A double yarn store day

It was a double yarn store day yesterday and for that I have to thank Emily.
Firstly, there do seem to be more yarn stores up in Vermont than in the parts of the USA that I frequent. For this I am grateful. I like yarn.

The first store was an accident. We were on our way from Emerald Lake State Park (fantastic camping!  Thanks State of Vermont!) to Rutland and we passed this store:



This store did seem to have a thing about these big yarn balls. I suppose it is one way to "use up" extra yarn.



I admit that I picked up some new soy yarn for a little baby project... I might have also bought a pattern to go with it. It was one of those silky fantastic yarns that I'd never seen anywhere before and I took it home with me. They did not have blocking wires for the Pagona. This will be an ongoing issue.

We picked up a free phone book at the tourist information place in Rutland, VT and I quickly turned to the "Yarn" entry in the yellow pages. I wanted to visit Six Loose Ladies in Procterville. I steered us expertly with the use of 6 different maps miles north of Rutland to this city:

There was a street name vaguely similar to the one listed in the phone book for the yarn shop and off we went. After driving through a very not-yarn-shop neighborhood on the edge of Proctor, Emily suggested that perhaps Proctor was not indeed the same place as Proctorville and maybe I should check the map index. She was correct. There was an entirely different city called:


And perhaps I should have realized that Proctor and ProctorSville were not the same place at all.

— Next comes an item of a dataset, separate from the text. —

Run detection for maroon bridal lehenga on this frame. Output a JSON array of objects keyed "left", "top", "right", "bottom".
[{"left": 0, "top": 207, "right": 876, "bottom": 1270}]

Fortunately for me and for those of you on the virtual yarn shop tour, ProctorSville was close to where we are camping last night and we were able to visit this yarn shop:


I do wish I had asked who the six loose ladies were though. The shop was lovely. They didn't have blocking wires for Pagona but they did have little bottles of Eucalan that were small enough to carry along.


We will see how long Emily participates in the yarn shop tour. So far she has been quite the trooper. If she gets tired of it I may have to find yarn shops next to bookshops, disaster museums, or at least a coffee shop with wi-fi.

We also stopped at the Calvin Coolidge Museum near Plymouth today as well as seeing damage from last year's hurricane Irene and a great deal of marble. Even the fence posts are made of marble. I'm not kidding.

Also there is cheese and a few mosquitos in Vermont. The few mosquitos that I saw must have actually bitten me and it will add a nice decoration to my wedding attire I'm sure.